趙孝騫眉頭深深皺起:“農戶流民不會連次等的土地都分不到吧?”
李清臣嘆道:“殿下,權貴是吃人的,子曰‘苛政猛于虎’,其實猛虎并不是苛政,而是制定和執行苛政的權貴官員,他們才是真正吃人的虎。”
趙孝騫的臉色冷了下來:“我和將士們用命打下來的土地,他們一句話就全占了?呵呵,打的一手好算盤。”
李清臣苦笑道:“不然能怎么辦?誰都不知道這背后究竟有多少權貴打著主意,這些人糾合起來的力量,沒人扛得住。”
趙孝騫眼中閃過銳光,冷冷道:“現在還只是你我的猜測,這批官員我先派人盯著,如果他們做事不太過分,我睜只眼閉只眼也就罷了,若是真逼得農戶流民分不到地,我可就容不得了。”
李清臣眼皮一跳,急忙道:“殿下冷靜點,韓維不過是那些大人物推到前臺的,他背后的人物權勢甚大,殿下縱得官家倚重,恐怕也討不得好,若因此事而卷入風波,會壞了北伐遼國的大事。”
趙孝騫呵呵一笑:“將士們在前方拼命報國,戰果卻被這群蛀蟲撿了漏,那么將士們的犧牲有和意義?他們難道是為這些權貴賣命的嗎?”
朝李清臣擺擺手,趙孝騫道:“你不必勸我,是非善惡,我自憑心而斷,他們吃相太難看,我可不慣著。”

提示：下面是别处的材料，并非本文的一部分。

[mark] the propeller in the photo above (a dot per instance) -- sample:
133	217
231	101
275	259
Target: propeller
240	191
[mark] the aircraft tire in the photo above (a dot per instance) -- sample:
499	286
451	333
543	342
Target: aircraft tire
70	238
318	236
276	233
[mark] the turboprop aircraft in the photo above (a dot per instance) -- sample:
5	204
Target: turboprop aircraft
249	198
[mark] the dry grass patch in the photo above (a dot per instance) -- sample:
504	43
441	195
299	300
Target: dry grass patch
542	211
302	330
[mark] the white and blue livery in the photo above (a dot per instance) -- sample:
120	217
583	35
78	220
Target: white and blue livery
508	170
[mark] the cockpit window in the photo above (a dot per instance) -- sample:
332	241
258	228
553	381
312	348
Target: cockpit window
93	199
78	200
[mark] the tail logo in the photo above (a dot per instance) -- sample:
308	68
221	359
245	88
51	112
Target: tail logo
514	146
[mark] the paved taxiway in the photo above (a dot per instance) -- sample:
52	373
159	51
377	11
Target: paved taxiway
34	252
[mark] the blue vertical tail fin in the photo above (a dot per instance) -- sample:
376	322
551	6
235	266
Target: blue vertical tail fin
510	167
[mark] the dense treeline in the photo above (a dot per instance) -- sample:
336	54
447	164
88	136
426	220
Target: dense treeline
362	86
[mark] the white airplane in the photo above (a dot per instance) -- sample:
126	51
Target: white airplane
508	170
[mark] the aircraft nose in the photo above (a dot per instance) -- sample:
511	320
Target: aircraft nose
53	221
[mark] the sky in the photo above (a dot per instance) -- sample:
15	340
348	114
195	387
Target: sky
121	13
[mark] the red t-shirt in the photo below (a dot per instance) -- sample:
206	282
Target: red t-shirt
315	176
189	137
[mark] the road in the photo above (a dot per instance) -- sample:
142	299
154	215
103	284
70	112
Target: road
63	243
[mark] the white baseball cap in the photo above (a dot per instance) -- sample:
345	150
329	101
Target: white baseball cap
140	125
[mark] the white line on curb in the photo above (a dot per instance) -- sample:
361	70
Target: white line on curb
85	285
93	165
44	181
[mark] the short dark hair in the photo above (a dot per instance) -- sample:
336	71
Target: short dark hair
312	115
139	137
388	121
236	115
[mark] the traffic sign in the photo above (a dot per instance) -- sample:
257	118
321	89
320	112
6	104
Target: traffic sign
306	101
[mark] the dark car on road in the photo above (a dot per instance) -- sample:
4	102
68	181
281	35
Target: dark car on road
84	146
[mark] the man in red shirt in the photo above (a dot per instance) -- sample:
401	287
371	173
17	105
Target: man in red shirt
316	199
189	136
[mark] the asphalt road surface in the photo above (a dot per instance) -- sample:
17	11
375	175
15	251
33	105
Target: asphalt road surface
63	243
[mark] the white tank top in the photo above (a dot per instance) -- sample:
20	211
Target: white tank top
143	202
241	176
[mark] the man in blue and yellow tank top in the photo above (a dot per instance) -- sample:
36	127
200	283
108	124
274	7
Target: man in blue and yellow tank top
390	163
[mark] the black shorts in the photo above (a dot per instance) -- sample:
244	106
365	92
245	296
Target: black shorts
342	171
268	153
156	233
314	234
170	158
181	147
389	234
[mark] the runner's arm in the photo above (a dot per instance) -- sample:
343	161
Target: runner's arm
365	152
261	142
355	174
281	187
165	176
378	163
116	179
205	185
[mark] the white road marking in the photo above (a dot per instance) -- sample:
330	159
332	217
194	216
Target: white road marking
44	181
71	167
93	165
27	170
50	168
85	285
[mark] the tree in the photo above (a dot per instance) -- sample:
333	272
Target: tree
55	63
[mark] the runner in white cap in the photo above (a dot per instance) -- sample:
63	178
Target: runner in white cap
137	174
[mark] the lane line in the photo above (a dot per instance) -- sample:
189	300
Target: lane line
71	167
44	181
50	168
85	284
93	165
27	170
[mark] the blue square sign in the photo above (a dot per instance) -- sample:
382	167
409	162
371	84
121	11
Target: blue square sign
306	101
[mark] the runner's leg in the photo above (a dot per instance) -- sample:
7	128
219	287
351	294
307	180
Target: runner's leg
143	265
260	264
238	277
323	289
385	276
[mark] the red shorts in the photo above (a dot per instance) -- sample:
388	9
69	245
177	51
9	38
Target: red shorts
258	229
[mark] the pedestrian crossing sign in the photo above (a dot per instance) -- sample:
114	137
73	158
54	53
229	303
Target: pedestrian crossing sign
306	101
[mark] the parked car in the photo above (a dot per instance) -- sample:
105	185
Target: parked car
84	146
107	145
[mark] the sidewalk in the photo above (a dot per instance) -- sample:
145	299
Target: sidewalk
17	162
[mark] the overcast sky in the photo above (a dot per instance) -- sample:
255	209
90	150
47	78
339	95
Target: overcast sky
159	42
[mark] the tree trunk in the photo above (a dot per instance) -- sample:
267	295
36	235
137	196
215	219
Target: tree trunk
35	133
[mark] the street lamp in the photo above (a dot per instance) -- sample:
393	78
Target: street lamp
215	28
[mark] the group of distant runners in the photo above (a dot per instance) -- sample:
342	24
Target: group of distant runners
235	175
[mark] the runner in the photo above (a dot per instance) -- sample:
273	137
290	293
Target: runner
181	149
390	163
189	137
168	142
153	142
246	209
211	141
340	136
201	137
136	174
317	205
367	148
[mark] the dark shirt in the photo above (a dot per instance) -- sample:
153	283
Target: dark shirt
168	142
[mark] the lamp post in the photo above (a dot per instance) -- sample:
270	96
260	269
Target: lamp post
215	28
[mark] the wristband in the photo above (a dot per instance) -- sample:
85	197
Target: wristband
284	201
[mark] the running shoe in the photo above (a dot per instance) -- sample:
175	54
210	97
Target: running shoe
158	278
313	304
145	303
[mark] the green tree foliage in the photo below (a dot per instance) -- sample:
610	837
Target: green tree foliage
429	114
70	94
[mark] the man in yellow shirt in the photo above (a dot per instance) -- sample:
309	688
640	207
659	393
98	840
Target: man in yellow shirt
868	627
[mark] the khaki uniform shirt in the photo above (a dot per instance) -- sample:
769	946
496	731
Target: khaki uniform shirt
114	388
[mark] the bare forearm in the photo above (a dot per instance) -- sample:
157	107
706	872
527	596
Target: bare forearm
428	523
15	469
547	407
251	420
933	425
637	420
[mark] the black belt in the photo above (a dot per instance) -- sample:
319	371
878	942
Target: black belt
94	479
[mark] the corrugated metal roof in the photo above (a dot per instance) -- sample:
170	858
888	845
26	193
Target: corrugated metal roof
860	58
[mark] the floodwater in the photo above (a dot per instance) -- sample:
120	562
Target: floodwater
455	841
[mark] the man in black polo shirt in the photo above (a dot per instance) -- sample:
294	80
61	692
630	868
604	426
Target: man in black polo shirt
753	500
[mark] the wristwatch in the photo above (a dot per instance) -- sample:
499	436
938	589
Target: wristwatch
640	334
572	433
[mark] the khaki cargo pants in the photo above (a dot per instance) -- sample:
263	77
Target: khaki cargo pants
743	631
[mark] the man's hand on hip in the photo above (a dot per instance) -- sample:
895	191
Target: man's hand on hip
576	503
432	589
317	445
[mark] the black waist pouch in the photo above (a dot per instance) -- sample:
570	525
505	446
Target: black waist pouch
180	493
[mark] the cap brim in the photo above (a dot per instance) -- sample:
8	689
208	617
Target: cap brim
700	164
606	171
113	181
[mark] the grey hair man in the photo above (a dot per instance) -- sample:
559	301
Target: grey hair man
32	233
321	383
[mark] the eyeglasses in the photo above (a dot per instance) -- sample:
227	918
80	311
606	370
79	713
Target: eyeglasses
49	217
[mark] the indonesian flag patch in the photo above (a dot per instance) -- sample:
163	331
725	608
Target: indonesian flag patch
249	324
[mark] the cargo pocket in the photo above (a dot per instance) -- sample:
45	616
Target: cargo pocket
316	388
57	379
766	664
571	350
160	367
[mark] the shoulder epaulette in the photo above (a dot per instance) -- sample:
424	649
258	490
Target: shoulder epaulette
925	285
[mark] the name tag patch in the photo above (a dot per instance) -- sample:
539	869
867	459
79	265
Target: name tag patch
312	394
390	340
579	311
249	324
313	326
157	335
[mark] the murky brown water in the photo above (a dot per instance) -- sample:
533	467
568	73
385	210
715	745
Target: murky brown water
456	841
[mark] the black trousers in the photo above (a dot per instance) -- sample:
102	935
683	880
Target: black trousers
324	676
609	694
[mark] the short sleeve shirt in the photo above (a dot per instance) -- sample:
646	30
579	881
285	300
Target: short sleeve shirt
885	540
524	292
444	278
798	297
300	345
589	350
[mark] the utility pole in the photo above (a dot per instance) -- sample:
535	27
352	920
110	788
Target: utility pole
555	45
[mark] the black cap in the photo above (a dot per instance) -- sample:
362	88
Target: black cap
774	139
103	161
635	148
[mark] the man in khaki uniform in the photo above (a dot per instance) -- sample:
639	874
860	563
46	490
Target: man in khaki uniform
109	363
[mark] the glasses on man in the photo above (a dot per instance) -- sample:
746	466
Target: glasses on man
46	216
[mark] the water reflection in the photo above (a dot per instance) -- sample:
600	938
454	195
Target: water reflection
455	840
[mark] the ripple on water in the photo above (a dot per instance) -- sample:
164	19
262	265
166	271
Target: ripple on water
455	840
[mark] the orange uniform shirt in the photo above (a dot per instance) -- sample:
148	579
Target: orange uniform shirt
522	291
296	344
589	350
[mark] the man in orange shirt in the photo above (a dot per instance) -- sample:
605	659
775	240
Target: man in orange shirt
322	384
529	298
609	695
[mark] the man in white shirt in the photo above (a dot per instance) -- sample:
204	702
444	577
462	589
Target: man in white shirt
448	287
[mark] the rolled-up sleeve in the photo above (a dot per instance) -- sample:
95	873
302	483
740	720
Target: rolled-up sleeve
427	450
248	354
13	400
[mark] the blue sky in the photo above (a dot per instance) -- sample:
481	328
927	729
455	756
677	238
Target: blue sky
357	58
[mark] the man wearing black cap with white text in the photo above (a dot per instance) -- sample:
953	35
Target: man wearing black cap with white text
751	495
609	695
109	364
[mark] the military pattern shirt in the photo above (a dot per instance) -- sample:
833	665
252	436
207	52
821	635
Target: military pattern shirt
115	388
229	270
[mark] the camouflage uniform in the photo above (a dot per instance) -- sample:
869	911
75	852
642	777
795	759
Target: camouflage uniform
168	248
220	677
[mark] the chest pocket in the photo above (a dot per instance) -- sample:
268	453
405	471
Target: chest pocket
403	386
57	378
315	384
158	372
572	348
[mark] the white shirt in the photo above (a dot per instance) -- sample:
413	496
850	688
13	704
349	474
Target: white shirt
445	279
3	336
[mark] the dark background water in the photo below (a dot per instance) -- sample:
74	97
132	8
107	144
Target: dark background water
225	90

李清臣神情焦急,欲言又止,但見趙孝騫神色堅決,只好長嘆一聲。
李清臣告辭后,趙孝騫將陳守叫來。
“派人快馬赴飛狐兵馬司,召趙信來真定城見我,皇城司屬下都帶來。”
陳守抱拳領命,匆匆而去。
…………
第二天上午,趙孝騫還在睡夢中,郡王府門庭外,卻停了五六輛馬車。
馬車上滿載木箱,被油布封存,停到郡王府門外,一群青衣下人也不言語,沉默地卸車,將箱子堆在門外。
門外值守的禁軍不知何故,郡王殿下又沒睡醒,不敢驚擾,只好任由他們把五六輛馬車上的箱子堆積在門外。
青衣下人們卸完車便離去,待趙孝騫睡醒,聽聞禁軍稟報,不由怔忪片刻,然后令禁軍將箱子搬進郡王府前庭內。
堆積如山的箱子,前庭內占了大半空地,趙孝騫盯著箱子眉頭緊鎖,然后令陳守打開其中一個箱子。
箱子打開,里面竟是滿滿一箱銀錠,而且規格重量都一樣,皆是十兩一錠的官銀,從銀錠的光澤來看,成色也非常純。
陳守又開了幾個箱子,里面毫不意外全都是銀錠,如此巨額的錢財,陳守開箱子的手都有些發抖了。
得到偌大一筆橫財,趙孝騫的臉上卻沒有一絲喜悅之色。
他貪財不假,但他更知道,這筆橫財不僅燙手,而且喪良心。
如果趙孝騫收下它,那么韓維等人的行事將會肆無忌憚,趙孝騫只能眼睜睜看著,不能做出任何反對的動作。
收錢辦事,這是官場的規矩。
靜靜地看著堆積如山的箱子,趙孝騫陷入沉思。
陳守不安地道:“世子,箱子還要繼續開嗎?”
趙孝騫回過神,搖頭道:“不開了,把箱子都封存起來,找幾輛馬車重新裝車,送回韓維王垣住的館驛里,你當面告訴韓維,就說事未成,不受祿,這份重禮我暫時不收,待事成之后再說。”